Donc, il s’intéressait un peu plus à ce qui était extérieur à la tension qui liait les deux hommes. Enervée puis moqueuse pour Jem, détachée en apparence pour Ethan. Et là, il vit.
Son regard accrocha un homme qu’il reconnut aussitôt. Même de nombreuses années après, il était impossible pour Ethan de ne pas se souvenir, de ne pas connaitre toujours aussi bien cette personne. Il ne savait pas s’il en avait laissé rien paraitre, mais il était légèrement déstabilisé. Très, très légèrement. Ethan, Ethan, ne ferais-tu pas preuve de mauvaise foi parfois ?

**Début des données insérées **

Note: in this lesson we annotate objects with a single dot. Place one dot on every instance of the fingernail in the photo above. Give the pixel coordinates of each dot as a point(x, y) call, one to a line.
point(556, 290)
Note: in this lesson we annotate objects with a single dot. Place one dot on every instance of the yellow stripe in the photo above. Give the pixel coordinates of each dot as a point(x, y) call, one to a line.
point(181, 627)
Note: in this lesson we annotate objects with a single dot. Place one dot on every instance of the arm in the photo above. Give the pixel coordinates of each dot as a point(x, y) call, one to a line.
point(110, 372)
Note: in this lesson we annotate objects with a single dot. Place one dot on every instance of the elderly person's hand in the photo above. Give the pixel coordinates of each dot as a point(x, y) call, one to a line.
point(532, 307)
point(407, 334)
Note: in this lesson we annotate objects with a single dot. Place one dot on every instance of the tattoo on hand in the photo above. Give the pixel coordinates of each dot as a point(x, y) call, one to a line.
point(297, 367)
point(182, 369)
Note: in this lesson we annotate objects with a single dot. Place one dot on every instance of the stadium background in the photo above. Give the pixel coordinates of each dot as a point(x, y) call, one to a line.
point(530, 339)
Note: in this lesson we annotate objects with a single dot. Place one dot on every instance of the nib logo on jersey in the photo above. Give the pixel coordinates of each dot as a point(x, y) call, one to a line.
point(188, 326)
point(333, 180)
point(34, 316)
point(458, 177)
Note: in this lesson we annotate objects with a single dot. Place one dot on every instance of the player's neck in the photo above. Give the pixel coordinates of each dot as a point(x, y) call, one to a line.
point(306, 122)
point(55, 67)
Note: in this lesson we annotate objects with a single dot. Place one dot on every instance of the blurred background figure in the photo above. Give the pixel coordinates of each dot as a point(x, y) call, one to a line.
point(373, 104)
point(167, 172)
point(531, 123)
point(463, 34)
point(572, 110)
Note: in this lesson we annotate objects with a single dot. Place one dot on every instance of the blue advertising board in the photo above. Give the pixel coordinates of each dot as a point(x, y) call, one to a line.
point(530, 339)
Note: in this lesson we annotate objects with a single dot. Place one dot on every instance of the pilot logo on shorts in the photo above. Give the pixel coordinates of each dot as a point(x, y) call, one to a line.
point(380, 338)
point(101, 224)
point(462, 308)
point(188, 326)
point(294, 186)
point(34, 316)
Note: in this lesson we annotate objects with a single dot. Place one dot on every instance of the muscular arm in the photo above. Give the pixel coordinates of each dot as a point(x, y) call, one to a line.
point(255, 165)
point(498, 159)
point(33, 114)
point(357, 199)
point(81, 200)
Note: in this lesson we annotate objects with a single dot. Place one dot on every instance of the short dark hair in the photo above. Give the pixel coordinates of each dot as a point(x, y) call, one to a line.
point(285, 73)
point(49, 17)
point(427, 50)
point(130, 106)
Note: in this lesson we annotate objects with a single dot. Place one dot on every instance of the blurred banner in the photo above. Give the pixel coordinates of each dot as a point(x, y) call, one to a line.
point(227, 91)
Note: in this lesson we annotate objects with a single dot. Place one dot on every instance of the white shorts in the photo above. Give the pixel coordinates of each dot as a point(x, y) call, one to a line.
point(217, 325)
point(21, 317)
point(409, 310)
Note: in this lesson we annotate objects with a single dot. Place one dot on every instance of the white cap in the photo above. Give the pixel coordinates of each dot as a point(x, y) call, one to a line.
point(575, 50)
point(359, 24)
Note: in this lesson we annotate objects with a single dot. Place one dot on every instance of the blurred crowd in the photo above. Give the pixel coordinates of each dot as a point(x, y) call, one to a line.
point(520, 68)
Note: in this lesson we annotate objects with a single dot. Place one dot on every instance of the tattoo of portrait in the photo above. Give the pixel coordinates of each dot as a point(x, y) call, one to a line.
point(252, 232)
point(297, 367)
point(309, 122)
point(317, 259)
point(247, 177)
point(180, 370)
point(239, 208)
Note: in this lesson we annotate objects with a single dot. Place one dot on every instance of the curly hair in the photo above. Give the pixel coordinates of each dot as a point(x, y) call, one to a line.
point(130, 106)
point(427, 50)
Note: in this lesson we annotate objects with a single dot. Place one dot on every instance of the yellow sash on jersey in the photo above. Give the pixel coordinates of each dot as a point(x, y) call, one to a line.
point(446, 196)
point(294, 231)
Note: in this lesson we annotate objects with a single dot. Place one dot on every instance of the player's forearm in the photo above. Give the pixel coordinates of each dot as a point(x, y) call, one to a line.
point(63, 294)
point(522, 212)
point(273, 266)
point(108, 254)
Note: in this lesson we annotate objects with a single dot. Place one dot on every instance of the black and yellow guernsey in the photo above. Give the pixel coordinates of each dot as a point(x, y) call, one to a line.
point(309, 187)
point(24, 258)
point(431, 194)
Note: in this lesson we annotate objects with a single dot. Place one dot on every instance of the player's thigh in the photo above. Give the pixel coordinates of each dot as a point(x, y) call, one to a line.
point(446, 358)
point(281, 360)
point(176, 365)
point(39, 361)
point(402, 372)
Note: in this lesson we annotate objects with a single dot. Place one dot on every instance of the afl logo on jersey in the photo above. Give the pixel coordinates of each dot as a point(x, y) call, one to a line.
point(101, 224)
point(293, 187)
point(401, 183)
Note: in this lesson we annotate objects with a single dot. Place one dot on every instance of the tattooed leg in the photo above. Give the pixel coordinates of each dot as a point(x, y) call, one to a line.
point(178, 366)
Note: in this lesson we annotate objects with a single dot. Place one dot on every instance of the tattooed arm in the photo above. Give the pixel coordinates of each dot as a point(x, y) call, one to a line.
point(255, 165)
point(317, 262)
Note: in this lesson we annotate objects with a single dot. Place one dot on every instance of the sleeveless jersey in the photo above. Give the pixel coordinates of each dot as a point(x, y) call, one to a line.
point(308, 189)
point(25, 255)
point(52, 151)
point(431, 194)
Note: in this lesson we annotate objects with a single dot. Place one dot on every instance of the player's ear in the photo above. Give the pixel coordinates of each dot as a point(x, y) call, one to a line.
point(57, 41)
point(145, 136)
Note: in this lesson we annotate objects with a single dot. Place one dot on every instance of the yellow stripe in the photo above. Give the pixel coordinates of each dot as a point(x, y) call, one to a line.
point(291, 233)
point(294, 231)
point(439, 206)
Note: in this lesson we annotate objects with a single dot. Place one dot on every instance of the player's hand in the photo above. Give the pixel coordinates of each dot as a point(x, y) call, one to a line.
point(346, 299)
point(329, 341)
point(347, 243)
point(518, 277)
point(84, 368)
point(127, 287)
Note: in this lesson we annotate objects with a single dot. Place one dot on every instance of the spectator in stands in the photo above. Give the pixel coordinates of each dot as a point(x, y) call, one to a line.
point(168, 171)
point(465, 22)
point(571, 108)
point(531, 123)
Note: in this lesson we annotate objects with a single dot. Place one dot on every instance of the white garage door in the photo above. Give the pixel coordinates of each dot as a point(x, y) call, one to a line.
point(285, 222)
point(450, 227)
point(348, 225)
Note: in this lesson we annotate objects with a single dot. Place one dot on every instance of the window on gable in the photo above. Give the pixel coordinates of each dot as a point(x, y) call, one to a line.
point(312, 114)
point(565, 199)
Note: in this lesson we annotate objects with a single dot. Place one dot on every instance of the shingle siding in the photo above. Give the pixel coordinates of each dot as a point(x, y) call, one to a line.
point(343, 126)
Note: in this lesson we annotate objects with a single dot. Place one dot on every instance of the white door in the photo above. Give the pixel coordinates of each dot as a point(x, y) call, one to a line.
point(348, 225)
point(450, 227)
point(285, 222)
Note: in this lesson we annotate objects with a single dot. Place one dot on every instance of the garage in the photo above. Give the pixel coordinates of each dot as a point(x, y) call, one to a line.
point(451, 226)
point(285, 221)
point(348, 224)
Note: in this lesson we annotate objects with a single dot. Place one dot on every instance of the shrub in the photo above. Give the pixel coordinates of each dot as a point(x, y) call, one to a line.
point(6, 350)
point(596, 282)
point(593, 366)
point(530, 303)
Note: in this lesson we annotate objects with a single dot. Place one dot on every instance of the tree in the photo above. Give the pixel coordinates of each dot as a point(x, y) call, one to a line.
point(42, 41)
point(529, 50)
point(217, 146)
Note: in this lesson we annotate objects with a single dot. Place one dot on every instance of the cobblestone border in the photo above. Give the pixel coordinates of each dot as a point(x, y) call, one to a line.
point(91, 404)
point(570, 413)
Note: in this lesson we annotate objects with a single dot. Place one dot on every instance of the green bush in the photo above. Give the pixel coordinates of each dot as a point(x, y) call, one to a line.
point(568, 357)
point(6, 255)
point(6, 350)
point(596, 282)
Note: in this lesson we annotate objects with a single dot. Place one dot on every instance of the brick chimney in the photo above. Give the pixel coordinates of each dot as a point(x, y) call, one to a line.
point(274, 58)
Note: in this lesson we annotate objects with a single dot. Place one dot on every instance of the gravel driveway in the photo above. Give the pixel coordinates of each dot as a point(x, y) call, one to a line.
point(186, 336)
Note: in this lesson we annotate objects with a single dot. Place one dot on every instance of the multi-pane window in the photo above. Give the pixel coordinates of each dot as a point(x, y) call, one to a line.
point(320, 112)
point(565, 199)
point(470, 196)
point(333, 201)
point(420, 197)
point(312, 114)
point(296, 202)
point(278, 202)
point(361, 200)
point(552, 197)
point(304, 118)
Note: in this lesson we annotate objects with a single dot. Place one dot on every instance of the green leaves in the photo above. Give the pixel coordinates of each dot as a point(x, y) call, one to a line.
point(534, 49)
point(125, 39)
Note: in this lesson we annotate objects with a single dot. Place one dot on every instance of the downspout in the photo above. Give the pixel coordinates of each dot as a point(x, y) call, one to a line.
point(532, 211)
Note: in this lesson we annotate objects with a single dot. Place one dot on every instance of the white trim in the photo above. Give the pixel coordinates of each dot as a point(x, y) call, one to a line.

Son ouïe perçut, comme de très loin, Ari prononcer une ou deux phrases qu’il imagina à l’image du bonhomme, c’est-à-dire pleine d’un mélange d’ironie, de moquerie et de sincérité, là où discerner le vrai du faux est impossible ; puis plus rien, il observait simplement Saëm. Car c’était Saëm qui se trouvait sur la même place que lui, et qui le regardait aussi. C’était à cause de cet imbécile qui avait su charmer sa sœur qu’Ethan avait quitté Al Far, il y avait si longtemps. Il poussa un juron entre ses dents serrées. Il avait tout imaginé, sauf un tête à tête avec ce crétin en revenant à Al Far. Il s’agissait tout de même d’une grande citée, que fichait-il donc justement ici, au moment le moins opportun puisqu’il venait quand même de s’opposer à bon nombre de citadins affamés de distractions ?

Le pire advint sans doute quand ce grand baraqué dont il ne savait même pas s’il était toujours en couple avec sa petite sœur ou pas lui fit une tête qui ne pouvait signifier qu’une seule chose : il avait tout vu. Il n’était pas certain qu’il ait vraiment compris la teneur de ce qui s’était passé, à vrai dire notre mercenaire en doutait fort vu les capacités intellectuelles limitées qu’il prêtait au personnage, mais quand il fit un pas dans leur direction, le message était très clair, il n’avait pas l’intention de les laisser filer. Certes, Jem courait sans doute un plus grand risque que lui-même, qui savait se battre et berner une foule –quoique pour ce dernier point, il était à peu près certain qu’ils possèdent tous deux le même degré de compétence, quoique leurs méthodes diffèrent. Mais il y avait une chose dont Ethan n’avait pas du tout, du tout envie, c’était un face à face avec de type. Pire encore, un dialogue ! Or c’était ce qui risquait fort de se produire s’il ne bougeait pas rapidement. Saëm fit encore un pas, un peu plus hésitant cette fois, sans doute était-il en train de reconnaitre son « beau-frère ».

Après être resté là, parfaitement et absolument immobile pendant un moment, Ethan se mit alors soudain en mouvement. Il attrapa le poignet de Jem qui n’avait probablement pas compris pourquoi la simple vision de cet ours se dirigeant vers eux provoquait une telle réaction chez lui, et il se mit en mouvement. Il partit pour être plus précise dans la direction qui était l’exacte opposée de celle d’où venait Saëm. Il lui sembla discerner de vagues protestations provenant de son persécuteur de gamins, il le pria sans autre forme de procès de bien vouloir se taire et avancer.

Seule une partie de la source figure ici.